Nine capillary constrained pore facies have been used to characterize the static rock types of the Minagish Oolite reservoir. However, this classification resulted poor history match on dynamic platform. An in-depth review indicated that two representative textural facies - connected vuggy limestone and fractured limestone - were not captured in the model due to either non-availability of suitable plug samples or respective bed thickness below log resolution. To resolve this issue, high resolution X-ray tomographic whole core data was generated in order to capture continuous pore network records along a 337ft core section.

Using CT based pore typing, six representative dynamic rock types were created with 10 cm vertical resolution. Out of these, two are vug/fracture dominated high permeability type and three are matrix pore dominated rock types. One is tight and non-reservoir facies. The high-permeability connected vuggy or fractured limestone samples show a wide range of pore size. Under weakly oil-wet conditions, the relative permeabilities of these rock types indicate unfavorable waterflood performance and only the oil from the vugs or fractures could be recovered in a full field dynamic setting.

In case of grainstones with separate vug porosity, the non-connected vugs are connected through the macropore system. After drainage of the macropore and vugs, the micropores get invaded, which contributes well to the changes in saturation profile. In fractured limestone, in particular, the connected fractures control the fluid flow behavior, which has extremely low waterflood relative permeability cross-over saturation of 0.11. This indicates a very unfavorable oil recovery where essentially only the oil in the fractures can be displaced.

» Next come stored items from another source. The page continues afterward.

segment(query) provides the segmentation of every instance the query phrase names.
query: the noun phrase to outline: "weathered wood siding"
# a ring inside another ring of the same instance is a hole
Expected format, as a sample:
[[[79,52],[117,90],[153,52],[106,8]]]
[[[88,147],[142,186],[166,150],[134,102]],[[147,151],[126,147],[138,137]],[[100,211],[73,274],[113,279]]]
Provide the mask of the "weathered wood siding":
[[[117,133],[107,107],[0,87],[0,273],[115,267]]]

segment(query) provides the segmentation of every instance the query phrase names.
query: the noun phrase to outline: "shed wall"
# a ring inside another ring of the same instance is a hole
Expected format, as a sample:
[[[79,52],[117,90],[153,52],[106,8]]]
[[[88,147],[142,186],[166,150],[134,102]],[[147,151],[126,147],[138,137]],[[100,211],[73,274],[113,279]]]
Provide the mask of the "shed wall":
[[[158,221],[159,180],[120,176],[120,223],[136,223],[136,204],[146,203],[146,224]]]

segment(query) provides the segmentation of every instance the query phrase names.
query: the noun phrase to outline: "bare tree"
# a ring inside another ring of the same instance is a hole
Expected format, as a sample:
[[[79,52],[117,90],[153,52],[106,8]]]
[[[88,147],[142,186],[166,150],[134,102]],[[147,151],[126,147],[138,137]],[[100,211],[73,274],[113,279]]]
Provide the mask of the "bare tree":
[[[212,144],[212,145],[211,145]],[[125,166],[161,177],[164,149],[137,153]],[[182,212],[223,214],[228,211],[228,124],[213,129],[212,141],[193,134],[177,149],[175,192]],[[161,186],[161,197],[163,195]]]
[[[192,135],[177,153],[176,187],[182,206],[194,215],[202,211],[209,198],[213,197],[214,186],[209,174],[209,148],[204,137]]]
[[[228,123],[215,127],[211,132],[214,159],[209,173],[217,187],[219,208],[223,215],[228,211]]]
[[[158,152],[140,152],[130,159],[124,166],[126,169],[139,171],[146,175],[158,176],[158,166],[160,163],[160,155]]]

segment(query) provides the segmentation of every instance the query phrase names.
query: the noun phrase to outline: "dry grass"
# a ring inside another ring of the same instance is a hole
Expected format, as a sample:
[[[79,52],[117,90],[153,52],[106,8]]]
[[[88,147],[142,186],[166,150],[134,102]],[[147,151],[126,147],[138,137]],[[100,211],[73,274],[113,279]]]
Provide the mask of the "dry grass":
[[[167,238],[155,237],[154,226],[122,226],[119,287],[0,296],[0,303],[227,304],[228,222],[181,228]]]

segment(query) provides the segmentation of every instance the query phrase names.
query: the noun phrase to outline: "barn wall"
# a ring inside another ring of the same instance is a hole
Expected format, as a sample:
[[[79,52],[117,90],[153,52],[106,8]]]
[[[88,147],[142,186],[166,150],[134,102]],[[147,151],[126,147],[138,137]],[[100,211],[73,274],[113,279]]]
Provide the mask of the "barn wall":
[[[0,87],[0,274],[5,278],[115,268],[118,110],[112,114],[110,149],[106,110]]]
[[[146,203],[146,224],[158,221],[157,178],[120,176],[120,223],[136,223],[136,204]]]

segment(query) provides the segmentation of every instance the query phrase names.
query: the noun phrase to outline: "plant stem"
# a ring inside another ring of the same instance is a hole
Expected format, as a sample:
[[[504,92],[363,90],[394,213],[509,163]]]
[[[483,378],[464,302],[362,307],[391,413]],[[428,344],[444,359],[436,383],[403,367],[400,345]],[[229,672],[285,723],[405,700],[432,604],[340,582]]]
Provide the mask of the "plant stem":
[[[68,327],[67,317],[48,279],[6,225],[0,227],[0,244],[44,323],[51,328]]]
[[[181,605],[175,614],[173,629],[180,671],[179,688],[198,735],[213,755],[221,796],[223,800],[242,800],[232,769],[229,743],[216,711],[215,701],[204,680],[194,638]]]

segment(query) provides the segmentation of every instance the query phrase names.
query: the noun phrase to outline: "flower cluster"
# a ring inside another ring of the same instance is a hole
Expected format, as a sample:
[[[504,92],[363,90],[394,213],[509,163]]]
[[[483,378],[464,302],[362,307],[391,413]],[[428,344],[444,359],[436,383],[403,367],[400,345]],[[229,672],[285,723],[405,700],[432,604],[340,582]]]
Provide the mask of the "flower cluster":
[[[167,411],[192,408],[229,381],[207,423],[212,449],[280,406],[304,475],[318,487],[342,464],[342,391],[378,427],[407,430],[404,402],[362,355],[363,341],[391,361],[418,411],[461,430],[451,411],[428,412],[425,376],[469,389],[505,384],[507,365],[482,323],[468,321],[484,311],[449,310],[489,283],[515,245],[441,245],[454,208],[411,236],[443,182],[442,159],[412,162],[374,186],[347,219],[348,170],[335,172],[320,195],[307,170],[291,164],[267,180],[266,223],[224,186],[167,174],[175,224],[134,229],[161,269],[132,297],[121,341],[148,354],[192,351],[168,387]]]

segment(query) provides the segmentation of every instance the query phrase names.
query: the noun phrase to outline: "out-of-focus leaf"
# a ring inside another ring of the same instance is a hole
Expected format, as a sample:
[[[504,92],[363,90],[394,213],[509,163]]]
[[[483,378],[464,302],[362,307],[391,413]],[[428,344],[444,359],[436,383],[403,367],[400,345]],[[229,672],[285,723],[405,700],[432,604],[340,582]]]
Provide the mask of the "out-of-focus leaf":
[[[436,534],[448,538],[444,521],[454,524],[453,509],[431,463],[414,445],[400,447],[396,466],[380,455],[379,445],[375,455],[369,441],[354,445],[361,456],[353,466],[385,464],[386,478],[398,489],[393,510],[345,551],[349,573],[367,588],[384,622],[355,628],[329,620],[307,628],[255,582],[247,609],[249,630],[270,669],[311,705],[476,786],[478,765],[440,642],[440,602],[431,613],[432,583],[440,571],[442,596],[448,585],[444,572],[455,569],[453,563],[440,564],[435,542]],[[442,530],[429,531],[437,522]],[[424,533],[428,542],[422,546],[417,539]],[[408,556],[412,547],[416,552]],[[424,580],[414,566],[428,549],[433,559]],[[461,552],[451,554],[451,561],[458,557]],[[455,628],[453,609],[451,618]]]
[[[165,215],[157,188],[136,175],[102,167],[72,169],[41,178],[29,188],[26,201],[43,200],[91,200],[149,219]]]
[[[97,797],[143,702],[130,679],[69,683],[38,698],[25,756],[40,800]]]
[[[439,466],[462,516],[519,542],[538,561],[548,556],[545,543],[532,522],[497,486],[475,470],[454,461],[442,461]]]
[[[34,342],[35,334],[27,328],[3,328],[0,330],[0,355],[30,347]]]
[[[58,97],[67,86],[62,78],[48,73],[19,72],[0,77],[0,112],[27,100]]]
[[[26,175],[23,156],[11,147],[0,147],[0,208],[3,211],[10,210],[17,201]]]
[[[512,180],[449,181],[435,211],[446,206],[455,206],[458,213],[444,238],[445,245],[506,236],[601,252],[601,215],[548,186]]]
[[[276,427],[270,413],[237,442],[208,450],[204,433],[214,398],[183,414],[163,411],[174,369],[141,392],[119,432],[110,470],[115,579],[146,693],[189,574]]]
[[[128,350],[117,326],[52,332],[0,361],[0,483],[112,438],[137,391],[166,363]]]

Wettability variations from strongly oil-wet to mixed-wet conditions had little impact on likely recovery and the overall assessment of waterflood behavior. The scanning curves, representing waterflooding a transition zone, again displayed similar behavior, in that the flow was still controlled by the preferential displacement of oil from the larger connected pore space.

High permeability vuggy limestones and low permeability mudstones, when captured within the dynamic model provide better history match for the last 60 years of production and thus, improved production forecasts for upcoming wells. Identification of perforation intervals avoiding the high permeability zones, selective plug back, choke back in production wells and deciding the rate and suitable intervals for injection are some of the important tools used for well-based production optimization.